Pages

Wednesday, September 9, 2009

Its 5 AM --Let The Woman Sleep

I ride the 4:26am Metra train every morning to work and in-between nodding off and listening to "that stupid rap shit" as my mother calls it, I see this woman get on maybe 5 stops and 15 minutes from my stop. The woman is a cute little thing. She's light-skinned, has an okay looking face, but her body --oh my goodness! Her body is off the chain like a hungry pit bull. I'd say she's in her late 30s - early 40s. She always has her blackberry and her book, and she's always receiving texts from her boyfriend while she's trying to get her read on. She responds quickly with no facial expression or body language indicating that she's happy to get a text, then he hits her back and this goes on for at least another 15 - 20 minutes.

Yes, I'm awfully nosy, but I'm also very observant. At first I'm like "damn, who the fuck could that be texting this woman every morning at the crack ass of dawn when its still dark outside. It couldn't be her kids because why would they be up at a quarter to 5:00 am? If they had to go to school away from their house then they would be on the same train as their mama, plus kids are fucking lazy anyway. It wouldn't be her parents because most people in that 55+ age group don't text. It wouldn't be a friend unless he or she is trying to become her lover.

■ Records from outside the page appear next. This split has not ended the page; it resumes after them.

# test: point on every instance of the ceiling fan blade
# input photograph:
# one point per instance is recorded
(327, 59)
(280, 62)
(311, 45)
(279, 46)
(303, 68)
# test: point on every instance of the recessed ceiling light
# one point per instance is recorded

The only person who would have the latitude to get away with texting her or anyone else for that matter is her boyfriend or her husband. Looked at her ring finger, NO RING. That eliminates the possibility of him being a husband, so now I'm wondering "cot damn, don't you have anything else better to do than keeping tabs on your woman at 5:00 am. You mean to tell me that you ain't got shit else going in your life beyond keeping tabs --BEFORE BREAKFAST?" At least have a bowl of Lucky Charms first! Its one thing if you text your sweetie and say have a good day and not expect a response beyond "you too sweetie" --especially if they don't live together but more than likely they're shacking up and he's keeping tabs on her. He's probably the type of dude who would give her 20 questions if he texted her before 5:00 am and didn't get a response because she nodded off or something. Hell, he might even beat the fuck out of her when she gets home for not responding in a timely manner. And who the fuck is so jealous of their lover that they have to keep tabs on her before sunrise?

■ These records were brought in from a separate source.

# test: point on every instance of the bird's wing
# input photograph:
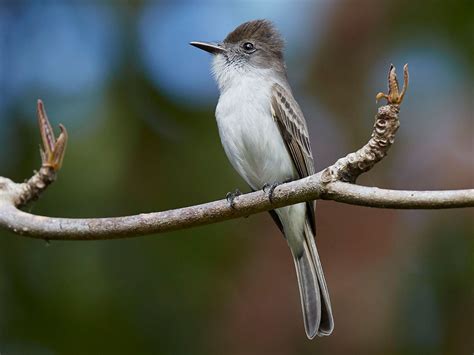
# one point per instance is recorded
(290, 120)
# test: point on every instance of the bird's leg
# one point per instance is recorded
(230, 197)
(269, 188)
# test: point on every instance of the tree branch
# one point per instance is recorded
(333, 183)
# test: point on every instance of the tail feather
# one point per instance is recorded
(326, 325)
(314, 294)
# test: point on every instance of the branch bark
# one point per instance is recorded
(333, 183)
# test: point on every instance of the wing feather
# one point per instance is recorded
(291, 122)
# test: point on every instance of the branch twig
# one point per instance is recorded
(333, 183)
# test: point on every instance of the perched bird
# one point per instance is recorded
(265, 137)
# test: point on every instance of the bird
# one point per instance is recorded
(265, 137)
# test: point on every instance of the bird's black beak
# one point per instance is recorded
(212, 48)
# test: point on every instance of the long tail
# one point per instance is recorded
(317, 313)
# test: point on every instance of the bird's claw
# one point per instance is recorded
(52, 151)
(394, 96)
(230, 197)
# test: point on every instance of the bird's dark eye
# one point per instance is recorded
(249, 47)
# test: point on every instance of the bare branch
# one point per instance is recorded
(333, 183)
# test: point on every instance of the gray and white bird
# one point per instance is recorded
(265, 137)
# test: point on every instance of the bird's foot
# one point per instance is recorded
(230, 197)
(269, 188)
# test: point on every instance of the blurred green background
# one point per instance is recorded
(138, 103)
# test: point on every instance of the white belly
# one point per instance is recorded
(250, 136)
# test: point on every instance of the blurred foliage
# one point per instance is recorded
(401, 282)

I'm sorry, I think its quite unreasonable to expect a woman to be Johnny on the spot in responding that time of the morning, and her ass shouldn't have started that bullshit with him. She would be better off telling that man under no uncertain terms to get a fucking job because after he's satisfied with her responses the lazy fucker is rolling back over in the bed to sleep until noon while she's at work for the day. And yes the motherfucker's unemployed, because a gainfully employed motherfucker working 40+ hours a week doesn't have time to bullshit his sleep time texting and keeping tabs.

Why do women put up with shit like that? And why do men engage in shit like that?